ZHUKOV RISE OF STALIN’S GREATEST GENERAL
During the summer of 1939 Russian General Georgi Konstantinovich Zhukov crushed the Japanese Army on the steppes of Mongolia so decisively that Japan never meddled in Soviet affairs again. It ensured that Joseph Stalin was free to fight on just one front rather than two when the time came. When Adolf Hitler’s armies reached Moscow, Zhukov was there with his wealth of experience waiting for them along with his hardened Siberian divisions.
So, how did Zhukov, future hero of the Battles of Moscow, Kursk and Berlin, born to peasant stock in 1896, become Russia’s most famous general? He was to achieve this largely through a combination of aptitude and being in the right place at the right time.

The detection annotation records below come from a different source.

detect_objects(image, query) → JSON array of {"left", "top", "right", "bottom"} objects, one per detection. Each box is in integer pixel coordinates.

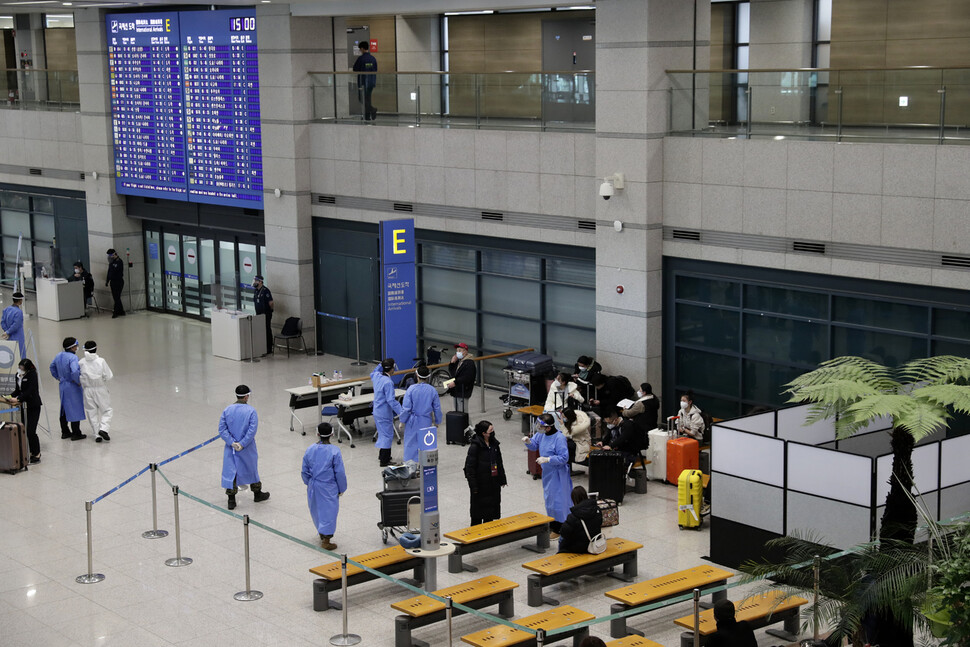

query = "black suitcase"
[
  {"left": 588, "top": 451, "right": 626, "bottom": 503},
  {"left": 445, "top": 411, "right": 468, "bottom": 445}
]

After the Russian Civil War the veterans of the Bolshevik 1st Cavalry Army manoeuvred themselves into positions of power. This was Stalin’s favourite formation. Despite his purges, an old boy’s network survived to ensure that the Red Army retained a few relatively competent commanders. Among them were Zhukov, Semyon Mikhailovich Budenny and Semyon Konstantinovich Timoshenko.
Zhukov’s military career began to progress when he served as a squadron commander under Budenny with the 1st Cavalry Army. More importantly Zhukov’s brigade commander was Timoshenko. He was conscripted in 1915 and subsequently joined the Red Army at the start of the Revolution. Zhukov first saw action during the civil war against the Whites near Shipovo in 1919, when his unit was attacked by 800 Cossacks. A key lesson he learned was that cavalry must be supported by adequate firepower. After the war he soon rose to regimental and then brigade commander.
Just over two decades later Timoshenko, by then a marshal and people’s commissar for defence, ensured Zhukov became his principal assistant, chief of the general staff in January 1941 at the age of 44. Neither Budenny nor Timoshenko would show the flare or indeed survival instincts exhibited by Zhukov before, or during the war.
Budenny was a very old-school cavalryman, with a deep rooted scepticism of tanks, and was not considered very bright by some. His main contribution to the Red Army seems to have been his ridiculously large moustache, and a comical looking civil war era cloth helmet, named after him.